Pour moi qui n'aime pas les nouvelles c'est 5 étoiles et la nécessité d'arrêter et reprendre mon souffle entre chaque texte.
Mon édition n'intègre pas les remarques de l'auteur sur chaque nouvelle ce qui est bien dommage car j'aurais aimé en savoir plus sur la façon dont il arrive à ces résultats: des gemmes ciselées à la perfection.

Le langage de Chiang est très maîtrisé et en "sous régime" comme s'il ne voulait pas qu'une langue trop riche vienne s'interposer devant les idées développées dans les nouvelles. Aussi étonnants que soient les concepts, le ton reste toujours calme et rationnel, ce qui amplifie l'effet obtenu (Cf. Quand Dieu n'est pas présent où aimer Dieu, c'est l'enfer).
Il utilise des concepts de SF "dure" avec une approche très humaine. Voir par exemple Division par zéro, ou l'effet d'un théorème sur un personnage… Pourtant c'est probablement la nouvelle la plus émouvante contenant autant de références mathématiques!

Ce qui m'a surtout fascinée, c'est la façon dont la forme même des nouvelles reprend leur contenu.
La tour de Babylone me fait penser aux dessins récursifs d'Escher.

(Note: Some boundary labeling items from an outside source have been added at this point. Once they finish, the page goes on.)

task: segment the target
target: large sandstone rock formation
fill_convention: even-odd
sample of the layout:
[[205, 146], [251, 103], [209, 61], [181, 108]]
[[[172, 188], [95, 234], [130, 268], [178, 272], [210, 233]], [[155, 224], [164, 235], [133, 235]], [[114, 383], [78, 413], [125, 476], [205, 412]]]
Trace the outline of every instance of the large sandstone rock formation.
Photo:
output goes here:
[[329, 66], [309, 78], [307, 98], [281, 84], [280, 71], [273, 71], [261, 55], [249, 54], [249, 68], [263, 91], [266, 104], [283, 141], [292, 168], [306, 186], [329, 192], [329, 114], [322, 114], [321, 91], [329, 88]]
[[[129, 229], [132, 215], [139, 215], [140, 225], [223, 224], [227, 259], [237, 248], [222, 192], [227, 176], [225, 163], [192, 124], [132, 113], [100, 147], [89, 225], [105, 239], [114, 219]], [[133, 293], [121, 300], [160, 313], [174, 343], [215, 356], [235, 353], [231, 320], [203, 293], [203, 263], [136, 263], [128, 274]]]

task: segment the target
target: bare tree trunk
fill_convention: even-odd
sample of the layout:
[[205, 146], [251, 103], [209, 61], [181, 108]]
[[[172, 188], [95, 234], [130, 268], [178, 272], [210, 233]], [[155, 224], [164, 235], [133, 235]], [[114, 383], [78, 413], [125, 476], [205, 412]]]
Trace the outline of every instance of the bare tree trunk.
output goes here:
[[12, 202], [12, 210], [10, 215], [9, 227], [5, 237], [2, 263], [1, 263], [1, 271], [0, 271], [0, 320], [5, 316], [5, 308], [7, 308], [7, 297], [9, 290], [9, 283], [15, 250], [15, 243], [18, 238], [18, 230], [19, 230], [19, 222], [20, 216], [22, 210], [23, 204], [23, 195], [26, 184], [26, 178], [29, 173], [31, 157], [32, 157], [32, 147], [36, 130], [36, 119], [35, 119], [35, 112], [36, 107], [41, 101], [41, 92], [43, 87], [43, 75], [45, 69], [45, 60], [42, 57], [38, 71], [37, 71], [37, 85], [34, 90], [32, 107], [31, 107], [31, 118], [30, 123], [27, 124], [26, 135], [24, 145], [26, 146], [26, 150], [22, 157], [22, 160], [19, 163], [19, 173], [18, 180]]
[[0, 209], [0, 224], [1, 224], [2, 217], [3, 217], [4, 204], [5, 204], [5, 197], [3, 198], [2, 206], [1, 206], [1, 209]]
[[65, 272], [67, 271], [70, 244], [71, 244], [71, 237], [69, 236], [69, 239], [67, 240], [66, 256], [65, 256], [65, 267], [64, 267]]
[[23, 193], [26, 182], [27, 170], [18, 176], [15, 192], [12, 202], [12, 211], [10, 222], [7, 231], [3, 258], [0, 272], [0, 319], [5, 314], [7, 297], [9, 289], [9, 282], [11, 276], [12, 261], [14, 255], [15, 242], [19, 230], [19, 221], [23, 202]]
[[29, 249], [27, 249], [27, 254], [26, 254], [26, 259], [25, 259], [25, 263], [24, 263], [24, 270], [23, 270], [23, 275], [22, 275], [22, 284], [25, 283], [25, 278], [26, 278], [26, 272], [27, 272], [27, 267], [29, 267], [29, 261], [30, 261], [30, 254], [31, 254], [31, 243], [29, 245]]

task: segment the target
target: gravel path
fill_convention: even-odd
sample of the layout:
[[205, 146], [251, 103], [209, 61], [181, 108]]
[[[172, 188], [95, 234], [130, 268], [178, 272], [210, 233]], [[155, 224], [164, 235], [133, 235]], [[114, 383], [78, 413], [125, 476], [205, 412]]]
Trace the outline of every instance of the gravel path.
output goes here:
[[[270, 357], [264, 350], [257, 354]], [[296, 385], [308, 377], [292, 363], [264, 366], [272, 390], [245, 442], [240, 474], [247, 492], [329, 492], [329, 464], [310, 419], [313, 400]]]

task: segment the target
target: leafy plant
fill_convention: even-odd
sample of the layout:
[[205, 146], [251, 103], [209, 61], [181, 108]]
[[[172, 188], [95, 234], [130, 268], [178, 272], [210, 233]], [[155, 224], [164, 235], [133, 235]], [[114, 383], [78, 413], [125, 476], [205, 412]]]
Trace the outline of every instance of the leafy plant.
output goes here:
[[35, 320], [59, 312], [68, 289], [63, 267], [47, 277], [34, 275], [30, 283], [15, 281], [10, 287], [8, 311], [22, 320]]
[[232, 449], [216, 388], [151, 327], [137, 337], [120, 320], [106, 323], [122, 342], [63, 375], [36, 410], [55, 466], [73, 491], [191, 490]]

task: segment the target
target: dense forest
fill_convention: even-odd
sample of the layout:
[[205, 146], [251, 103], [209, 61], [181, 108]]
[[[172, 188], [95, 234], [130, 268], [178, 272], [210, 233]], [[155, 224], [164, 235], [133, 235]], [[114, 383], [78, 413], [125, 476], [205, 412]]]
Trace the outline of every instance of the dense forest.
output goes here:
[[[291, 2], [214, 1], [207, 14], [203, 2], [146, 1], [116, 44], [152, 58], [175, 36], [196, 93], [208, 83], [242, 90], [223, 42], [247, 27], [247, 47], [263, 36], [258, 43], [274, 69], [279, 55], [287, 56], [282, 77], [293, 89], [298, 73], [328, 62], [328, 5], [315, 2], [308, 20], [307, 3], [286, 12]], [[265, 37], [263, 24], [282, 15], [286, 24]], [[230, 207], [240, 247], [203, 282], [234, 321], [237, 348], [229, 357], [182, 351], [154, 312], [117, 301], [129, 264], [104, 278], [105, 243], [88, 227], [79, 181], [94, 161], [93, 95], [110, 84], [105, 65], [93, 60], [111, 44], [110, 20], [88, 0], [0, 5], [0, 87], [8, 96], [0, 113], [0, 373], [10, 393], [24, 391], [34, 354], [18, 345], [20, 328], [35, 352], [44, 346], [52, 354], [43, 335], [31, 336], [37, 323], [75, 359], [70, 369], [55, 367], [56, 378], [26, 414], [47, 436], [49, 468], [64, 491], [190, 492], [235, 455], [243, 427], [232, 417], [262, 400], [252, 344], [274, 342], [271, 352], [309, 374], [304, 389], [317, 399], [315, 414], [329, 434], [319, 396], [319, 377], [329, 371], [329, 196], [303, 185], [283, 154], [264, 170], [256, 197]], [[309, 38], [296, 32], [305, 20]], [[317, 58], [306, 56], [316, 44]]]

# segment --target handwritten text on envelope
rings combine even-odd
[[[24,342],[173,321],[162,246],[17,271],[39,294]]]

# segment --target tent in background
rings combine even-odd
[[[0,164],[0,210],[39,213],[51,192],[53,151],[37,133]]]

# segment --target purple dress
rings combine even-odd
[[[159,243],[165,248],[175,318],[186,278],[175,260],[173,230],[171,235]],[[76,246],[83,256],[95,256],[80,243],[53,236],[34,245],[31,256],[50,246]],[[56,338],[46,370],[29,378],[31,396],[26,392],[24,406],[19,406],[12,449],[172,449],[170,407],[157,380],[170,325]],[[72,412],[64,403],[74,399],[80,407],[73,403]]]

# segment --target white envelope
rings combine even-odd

Quand la structure du monde se révèle semblable à un cylindre de sceau, le personnage se retrouve au même endroit qu'au début de l'histoire, en approche de la tour.
Dans Histoire de ta vie surtout toute l' histoire est structurée un peu comme le langage extraterrestre qu'étudie l'héroïne, avec 2 lignes narratives aux directions temporelles opposées, sans que cela vienne perturber la compréhension du texte et perturber l'émotion qui s'en dégage.

Bref, lisez-le - même si vous n'aimez pas lire des nouvelles!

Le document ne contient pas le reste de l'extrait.